Other provisions in the Bills
- Anti-profiteering measure: The central government may by law set up an authority to examine if reduction in tax rate has resulted in commensurate reduction in prices of goods and services. The powers of the authority will be prescribed by the government.
- Compliance rating: Every taxpayer shall be assigned a GST compliance rating score based on his record of compliance with the provisions of this Bill. The compliance rating score will be updated at periodic intervals and be placed in the public domain.
Issues for consideration
- Multiple GST Tax Rate Structure [Clauses 9 and 10, Central GST Bill, 2017]
The Central GST Bill, 2017 allows the central government to notify rates at which CGST will be levied, subject to a cap of 20%. Further, businesses with turnover less than Rs 50 lakhs may choose to pay tax at a flat rate notified by the government (known as composition levy), which will be capped at 2.5%. This may lead to a few issues, which are discussed below.

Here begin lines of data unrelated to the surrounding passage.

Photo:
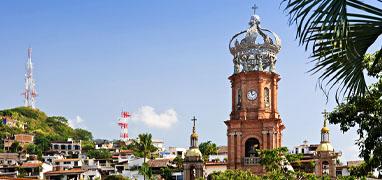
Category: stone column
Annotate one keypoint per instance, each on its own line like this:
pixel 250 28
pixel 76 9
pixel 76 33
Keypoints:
pixel 274 94
pixel 231 151
pixel 261 94
pixel 265 139
pixel 240 153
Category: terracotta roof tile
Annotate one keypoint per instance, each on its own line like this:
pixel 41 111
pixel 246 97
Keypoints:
pixel 66 160
pixel 70 171
pixel 158 162
pixel 31 164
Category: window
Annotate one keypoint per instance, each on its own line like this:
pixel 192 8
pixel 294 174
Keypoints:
pixel 55 146
pixel 238 99
pixel 267 98
pixel 250 147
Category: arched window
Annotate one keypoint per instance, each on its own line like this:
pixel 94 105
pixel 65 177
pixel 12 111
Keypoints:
pixel 325 168
pixel 251 145
pixel 238 99
pixel 267 98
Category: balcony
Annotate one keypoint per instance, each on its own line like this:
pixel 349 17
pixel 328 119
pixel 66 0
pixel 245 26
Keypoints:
pixel 251 160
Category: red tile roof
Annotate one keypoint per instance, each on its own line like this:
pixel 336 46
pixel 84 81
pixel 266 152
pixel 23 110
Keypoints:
pixel 66 160
pixel 158 162
pixel 31 164
pixel 70 171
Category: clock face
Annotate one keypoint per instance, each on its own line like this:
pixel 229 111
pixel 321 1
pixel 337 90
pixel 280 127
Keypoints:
pixel 252 95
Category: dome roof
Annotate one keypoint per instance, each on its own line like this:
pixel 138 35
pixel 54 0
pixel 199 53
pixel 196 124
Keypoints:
pixel 255 49
pixel 193 152
pixel 325 147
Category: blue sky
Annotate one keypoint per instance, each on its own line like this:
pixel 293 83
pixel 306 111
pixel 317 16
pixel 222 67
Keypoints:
pixel 160 59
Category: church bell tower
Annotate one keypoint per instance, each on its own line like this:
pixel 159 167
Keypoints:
pixel 254 120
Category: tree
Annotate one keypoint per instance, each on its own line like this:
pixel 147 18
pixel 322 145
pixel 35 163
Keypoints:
pixel 99 154
pixel 116 177
pixel 339 32
pixel 178 161
pixel 143 146
pixel 87 145
pixel 42 142
pixel 166 173
pixel 208 148
pixel 146 171
pixel 235 174
pixel 277 160
pixel 365 114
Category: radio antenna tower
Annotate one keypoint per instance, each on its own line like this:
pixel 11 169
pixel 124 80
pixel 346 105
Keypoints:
pixel 122 122
pixel 29 91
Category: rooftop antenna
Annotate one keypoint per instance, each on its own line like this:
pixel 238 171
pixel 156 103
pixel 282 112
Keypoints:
pixel 122 122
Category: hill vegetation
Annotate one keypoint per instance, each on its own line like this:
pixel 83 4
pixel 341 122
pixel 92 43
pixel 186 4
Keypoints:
pixel 45 128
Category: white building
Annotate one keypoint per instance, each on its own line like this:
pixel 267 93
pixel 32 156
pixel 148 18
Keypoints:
pixel 67 163
pixel 67 148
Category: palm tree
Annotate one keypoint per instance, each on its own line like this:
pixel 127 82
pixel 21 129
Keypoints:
pixel 143 146
pixel 339 33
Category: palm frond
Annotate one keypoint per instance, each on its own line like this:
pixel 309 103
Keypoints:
pixel 339 40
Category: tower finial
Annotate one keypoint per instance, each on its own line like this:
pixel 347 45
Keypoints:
pixel 254 7
pixel 193 127
pixel 326 114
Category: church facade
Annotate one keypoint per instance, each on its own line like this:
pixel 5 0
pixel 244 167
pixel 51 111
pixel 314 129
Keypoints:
pixel 254 120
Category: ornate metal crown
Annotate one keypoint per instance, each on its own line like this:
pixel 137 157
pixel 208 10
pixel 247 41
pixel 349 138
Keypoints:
pixel 250 53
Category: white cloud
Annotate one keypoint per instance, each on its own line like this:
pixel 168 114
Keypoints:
pixel 77 122
pixel 162 120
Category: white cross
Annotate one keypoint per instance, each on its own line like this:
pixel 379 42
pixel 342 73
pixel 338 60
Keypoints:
pixel 254 7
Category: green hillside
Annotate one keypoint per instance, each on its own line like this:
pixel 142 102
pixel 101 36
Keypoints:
pixel 46 129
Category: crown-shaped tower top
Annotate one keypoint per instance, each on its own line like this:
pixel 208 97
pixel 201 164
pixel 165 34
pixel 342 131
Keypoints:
pixel 254 49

Allowing government to notify CGST rates would not require parliamentary approval
The Central GST Bill, 2017 allows the central government to notify CGST rates, subject to a cap. This implies that the government may change rates subject to a cap of 20%, without requiring the approval of Parliament. Under the Constitution, the power to levy taxes is vested in Parliament an state legislatures. [5] Though the proposal to set the rates through delegated legislation meets this requirement, the question is whether it is appropriate to do so without prior parliamentary scrutiny and approval.
The Constitution does not allow a tax to be levied or collected except by authority of law.[6] Currently, most laws which levy taxes such as income tax, and service tax specify tax rates in the principal law, and any changes in these rates requires the approval of Parliament.[7],[8] While, laws such as the Central Excise Tariff Act, 1985 allow government to notify a change in tax rates only in case of an emergency, these changes are subject to the tax rate, and certain restrictions and caps specified in the 1985 Act.[9]
A multiple tax rate structure maybe against the idea of GST
Table 1: Structure suggested by the Expert Committee on Revenue Neutral Rate
Sources: Report on the Revenue Neutral Rate and Structure of Rates for the Goods and Services Tax; PRS. |
The Central GST Bill, 2017 provides for the centre to notify CGST rates, allowing for a multiple tax rate structure. The goods and services to be taxed at different rates will also be notified by the government. It may be argued that such a structure may be against the idea of a levying GST at a single rate on all goods and services.
In December 2015, the Expert Committee on the Revenue Neutral Rate for GST had suggested a three rate structure for GST (see Table 1).[10] However, while making this recommendation, the Committee had noted that 90% of the countries which have adopted GST, have opted for a single rate structure, which allows for easier tax administration. The 13th Finance Commission (2009) had recommended that GST should be levied at a single rate of 12%. It had added that goods and services such as education, health, and public services should be exempt from this tax.[11]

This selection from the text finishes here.